Peristiwa yang mengguncang terjadi pada 17 Desember 2025: sekelompok warga menolak keras pelaksanaan ibadah Natal di Rumah Doa dengan kata-kata yang menakutkan, membuat jemaat merasa tidak aman bahkan di tempat ibadah mereka sendiri. Situasi ini tidak hanya mengganggu ketertiban umum, tapi juga merupakan pelanggaran konstitusional yang jelas – sesuatu yang seharusnya menjadi kebanggaan negara berdemokrasi ternyata harus diperjuangkan dengan susah payah.

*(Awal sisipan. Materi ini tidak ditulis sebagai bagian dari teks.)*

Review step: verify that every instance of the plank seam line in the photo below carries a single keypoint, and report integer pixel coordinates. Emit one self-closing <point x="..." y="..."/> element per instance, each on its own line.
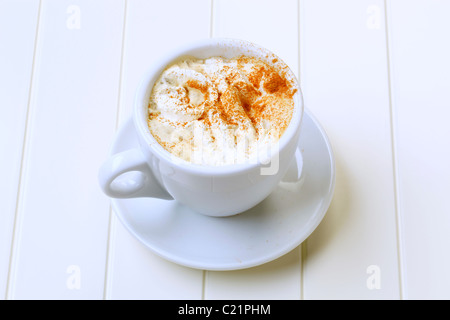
<point x="16" y="223"/>
<point x="109" y="244"/>
<point x="303" y="245"/>
<point x="394" y="154"/>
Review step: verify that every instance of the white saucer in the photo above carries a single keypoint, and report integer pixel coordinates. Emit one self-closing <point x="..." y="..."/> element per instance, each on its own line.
<point x="271" y="229"/>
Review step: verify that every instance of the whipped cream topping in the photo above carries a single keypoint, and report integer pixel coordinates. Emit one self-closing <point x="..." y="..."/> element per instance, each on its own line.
<point x="219" y="111"/>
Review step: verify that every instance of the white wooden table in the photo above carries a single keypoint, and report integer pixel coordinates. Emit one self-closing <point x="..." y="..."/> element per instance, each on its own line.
<point x="376" y="74"/>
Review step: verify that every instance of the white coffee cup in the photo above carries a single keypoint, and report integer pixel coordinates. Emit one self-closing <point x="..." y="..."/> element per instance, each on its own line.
<point x="211" y="190"/>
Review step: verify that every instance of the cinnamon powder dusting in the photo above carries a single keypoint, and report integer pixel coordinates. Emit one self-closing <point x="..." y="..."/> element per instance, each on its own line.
<point x="245" y="93"/>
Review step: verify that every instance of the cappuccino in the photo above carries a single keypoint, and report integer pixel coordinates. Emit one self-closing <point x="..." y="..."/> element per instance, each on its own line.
<point x="220" y="111"/>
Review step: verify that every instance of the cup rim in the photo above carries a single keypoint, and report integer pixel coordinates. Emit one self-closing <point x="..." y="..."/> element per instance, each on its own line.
<point x="155" y="70"/>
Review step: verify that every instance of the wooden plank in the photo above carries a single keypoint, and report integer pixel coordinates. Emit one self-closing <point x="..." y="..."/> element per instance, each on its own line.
<point x="61" y="232"/>
<point x="276" y="28"/>
<point x="353" y="253"/>
<point x="420" y="78"/>
<point x="152" y="28"/>
<point x="18" y="22"/>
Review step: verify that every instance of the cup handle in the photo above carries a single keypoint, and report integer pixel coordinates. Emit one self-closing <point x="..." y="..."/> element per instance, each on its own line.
<point x="295" y="170"/>
<point x="127" y="175"/>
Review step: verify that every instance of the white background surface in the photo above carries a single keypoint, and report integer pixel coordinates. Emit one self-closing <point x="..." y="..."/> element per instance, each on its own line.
<point x="376" y="74"/>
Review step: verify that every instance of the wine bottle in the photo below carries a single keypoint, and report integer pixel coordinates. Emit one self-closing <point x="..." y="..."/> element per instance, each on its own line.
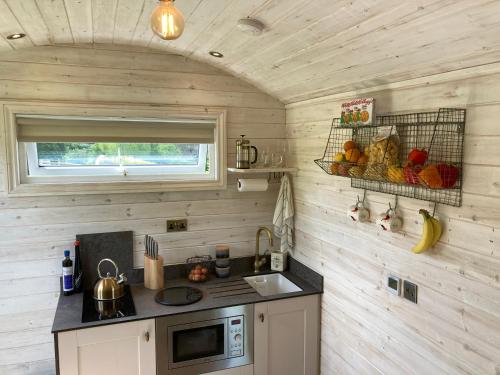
<point x="78" y="272"/>
<point x="67" y="274"/>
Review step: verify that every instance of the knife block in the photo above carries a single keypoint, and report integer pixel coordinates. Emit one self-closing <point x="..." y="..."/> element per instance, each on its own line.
<point x="153" y="272"/>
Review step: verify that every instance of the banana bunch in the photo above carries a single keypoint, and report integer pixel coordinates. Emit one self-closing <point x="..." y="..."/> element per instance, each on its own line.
<point x="430" y="234"/>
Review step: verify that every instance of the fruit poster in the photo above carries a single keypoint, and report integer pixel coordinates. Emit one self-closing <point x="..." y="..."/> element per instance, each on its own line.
<point x="358" y="112"/>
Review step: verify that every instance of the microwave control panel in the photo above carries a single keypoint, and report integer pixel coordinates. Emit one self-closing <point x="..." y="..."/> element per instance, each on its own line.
<point x="236" y="335"/>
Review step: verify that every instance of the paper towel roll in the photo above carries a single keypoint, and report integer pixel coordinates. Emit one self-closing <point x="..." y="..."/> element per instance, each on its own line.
<point x="254" y="184"/>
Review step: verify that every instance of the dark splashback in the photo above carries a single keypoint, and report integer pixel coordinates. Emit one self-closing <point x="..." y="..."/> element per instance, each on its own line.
<point x="118" y="246"/>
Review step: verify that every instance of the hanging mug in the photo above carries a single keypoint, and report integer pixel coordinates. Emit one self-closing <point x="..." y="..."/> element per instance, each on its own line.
<point x="390" y="221"/>
<point x="358" y="212"/>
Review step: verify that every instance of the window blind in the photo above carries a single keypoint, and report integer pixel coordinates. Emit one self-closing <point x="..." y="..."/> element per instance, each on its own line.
<point x="34" y="128"/>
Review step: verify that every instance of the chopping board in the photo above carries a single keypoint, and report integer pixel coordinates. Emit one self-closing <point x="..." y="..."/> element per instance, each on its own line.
<point x="118" y="246"/>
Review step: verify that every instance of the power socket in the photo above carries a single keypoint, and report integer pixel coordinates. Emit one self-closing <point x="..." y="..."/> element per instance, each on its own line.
<point x="179" y="225"/>
<point x="410" y="291"/>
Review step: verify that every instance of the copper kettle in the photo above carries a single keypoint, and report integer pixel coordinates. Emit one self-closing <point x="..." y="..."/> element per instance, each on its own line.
<point x="109" y="287"/>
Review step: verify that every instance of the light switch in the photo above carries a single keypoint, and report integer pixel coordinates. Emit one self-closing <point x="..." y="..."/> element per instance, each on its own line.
<point x="410" y="291"/>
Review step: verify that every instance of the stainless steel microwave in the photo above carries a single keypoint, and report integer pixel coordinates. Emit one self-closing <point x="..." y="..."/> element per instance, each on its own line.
<point x="205" y="341"/>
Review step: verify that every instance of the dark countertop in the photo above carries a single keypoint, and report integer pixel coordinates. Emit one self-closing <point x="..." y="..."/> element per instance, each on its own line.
<point x="217" y="293"/>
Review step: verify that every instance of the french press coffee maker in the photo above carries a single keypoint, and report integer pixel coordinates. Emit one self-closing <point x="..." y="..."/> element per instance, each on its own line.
<point x="243" y="153"/>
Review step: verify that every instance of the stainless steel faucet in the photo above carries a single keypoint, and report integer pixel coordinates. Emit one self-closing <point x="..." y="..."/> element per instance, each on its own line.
<point x="260" y="262"/>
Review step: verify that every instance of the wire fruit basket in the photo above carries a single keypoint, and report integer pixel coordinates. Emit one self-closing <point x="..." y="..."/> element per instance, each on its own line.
<point x="416" y="155"/>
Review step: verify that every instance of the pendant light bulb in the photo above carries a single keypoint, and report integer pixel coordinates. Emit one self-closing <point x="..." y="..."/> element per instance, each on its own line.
<point x="167" y="21"/>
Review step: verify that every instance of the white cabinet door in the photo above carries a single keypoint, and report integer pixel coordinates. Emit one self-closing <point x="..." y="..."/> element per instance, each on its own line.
<point x="286" y="340"/>
<point x="242" y="370"/>
<point x="125" y="349"/>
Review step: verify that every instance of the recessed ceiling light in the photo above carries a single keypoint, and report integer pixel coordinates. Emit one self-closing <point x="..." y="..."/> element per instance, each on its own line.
<point x="16" y="36"/>
<point x="216" y="54"/>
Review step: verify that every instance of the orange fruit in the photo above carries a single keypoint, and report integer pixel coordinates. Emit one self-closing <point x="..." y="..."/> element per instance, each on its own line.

“Penolakan terhadap ibadah Natal ini tidak hanya menciptakan rasa tidak aman bagi jemaat, tetapi juga merupakan pelanggaran nyata terhadap hak kebebasan beragama yang dijamin oleh konstitusi,” tegas Rediston Sirait, anggota Tim LBH GEKIRA yang ditugaskan langsung oleh Ketua LBH GEKIRA, Dr. Santrawan Paparang, SH, MH, MKn. Komitmen kelembagaan mereka dalam inventarisasi fakta, koordinasi dengan aparat, dan pendampingan lapangan adalah tindakan yang perlu, tapi juga menyiratkan bahwa negara gagal mencegah intimidasi sejak awal.

Setelah negosiasi dengan Staf Khusus Menteri Agama RI, jemaat akhirnya memilih hotel sebagai lokasi alternatif selama 2 bulan, sambil menunggu dialog dan mediasi. Dalam ibadah tersebut, hadir lintas unsur: Pengurus Pusat GEKIRA, Tim LBH GEKIRA, rombongan Kementerian Agama RI, Kapolsek Sukasari, TNI Babinsa, FKUB, dan Camat Serang Baru. Kehadiran mereka memastikan ibadah berjalan penuh sukacita – tapi pertanyaan tajam tetap mengganggu: mengapa jemaat harus mengorbankan tempat ibadah yang sudah mereka miliki? Mengapa aparat tidak mampu menekan tindakan intoleransi sebelum semuanya terlambat?

“Ibadah Natal jemaat HKBP Cikarang dapat berlangsung dengan aman dan penuh sukacita meskipun dilaksanakan di lokasi alternatif. Kami memberikan jaminan bahwa ibadah dapat terus berjalan sembari proses negosiasi dan mediasi antarwarga dilaksanakan,” ujar Gugug Gumelar, Staf Khusus Menteri Agama RI. Meskipun kata-katanya menenangkan, jaminan ini tidak menyembunyikan kenyataan bahwa jemaat menjadi korban dari kegagalan sistem yang seharusnya melindungi mereka.

LBH GEKIRA mencatat berbagai bentuk persekusi yang dialami: penolakan terbuka, tekanan psikologis, dan ancaman yang berpotensi membahayakan keamanan. Atas dasar itu, mereka mengajukan rekomendasi yang tegas dan tidak main-main kepada pemerintah daerah:

– Lebih proaktif mencegah dan menindak tindakan intoleransi dengan segera, bukan setelah kerusuhan terjadi
– Berikan perlindungan maksimal kepada jemaat HKBP Cikarang agar tidak terus merasa terancam
– Perkuat edukasi toleransi di masyarakat agar keberagaman tidak lagi dijadikan alasan perselisihan
– Percepat proses perizinan (PBG) rumah ibadah HKBP Cikarang agar jemaat punya tempat ibadah yang sah dan aman

Pendampingan ini adalah wujud nyata komitmen LBH GEKIRA menjaga nilai-nilai Pancasila dan persatuan bangsa. Namun, ini juga menjadi tanda peringatan yang mendesak bagi negara: kebebasan beragama bukan kata-kata kosong. Perlu tindakan cepat, tegas, dan tidak diskriminatif agar kelompok minoritas beragama tidak terus-menerus dipaksakan mundur – karena, seperti yang ditegaskan Rediston Sirait: “Ibadah Natal ini adalah hak warga negara. Negara wajib hadir dan memastikan tidak ada intimidasi ataupun tekanan terhadap kelompok minoritas beragama.”